SAIJI – The Amazing Art of Brush-writing
Micro Calligraphy on Kutani Ware
The art of brush-writing micro calligraphy on ceramic ware has been developed as a feature unique to Kutani ware—Japanese traditional porcelain known for its refined, colorful designs. This art, which requires great skill and intense practice, has been passed down over a century from its founder, Seizan Oda, to his descendants, Kinsei Tamura and Keisei Tamura.
It was in the early Meiji period (late 19th century) in the village of Kutani that the brush-writing of Chinese classical poems inside tea cups and sake cups began, influenced by skillful painters and their sophisticated paintings of that time.

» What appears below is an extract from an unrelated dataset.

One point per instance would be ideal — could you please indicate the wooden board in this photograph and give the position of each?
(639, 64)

After years of devoted efforts and hard work, Seizan Oda began writing inside tea cups in 1894 and developed the art of brush-writing micro calligraphy on his own. By 1900, he also began writing Japanese classical poem in Japanese characters, and brought this art to perfection. He polished his unparalleled skill even further in the early 20th century, to the extent of writing all the 100 Hyakunin-Isshu poems inside a Western cup of a mere 3 cm in diameter, and also 500 waka poems by Emperor Meiji inside a Japanese tea cup. These miraculous achievements of micro calligraphy earned him the reputation of having the “hands of a god”.
This art was then inherited by Kinsei Tamura, the husband of Seizan’s daughter, whose artistic talent became rapidly apparent. With his inherent calligraphic skill and inventor’s spirit, he was the first to combine micro calligraphy with traditional Kutani paintings. Before Kinsei, characters had never been given equal importance with paintings applied on Kutani ware—they had been written only in the blank space inside.
Kinsei created well-balanced, sophisticated works of art in succession, and captured the highest position in this genre of art.
The art of brush-writing micro calligraphy has been handed down through four generations over one century, from a father to only one of his offspring. With hard work and dedication, it is practiced today by Keisei Tamura, the grandson of Kinsei, along with Seito , daughter of Keisei. Both Keisei and Seito are committed to further enhancing their skills to portray the elegance of the world of Japanese classical literature in a contemporary manner.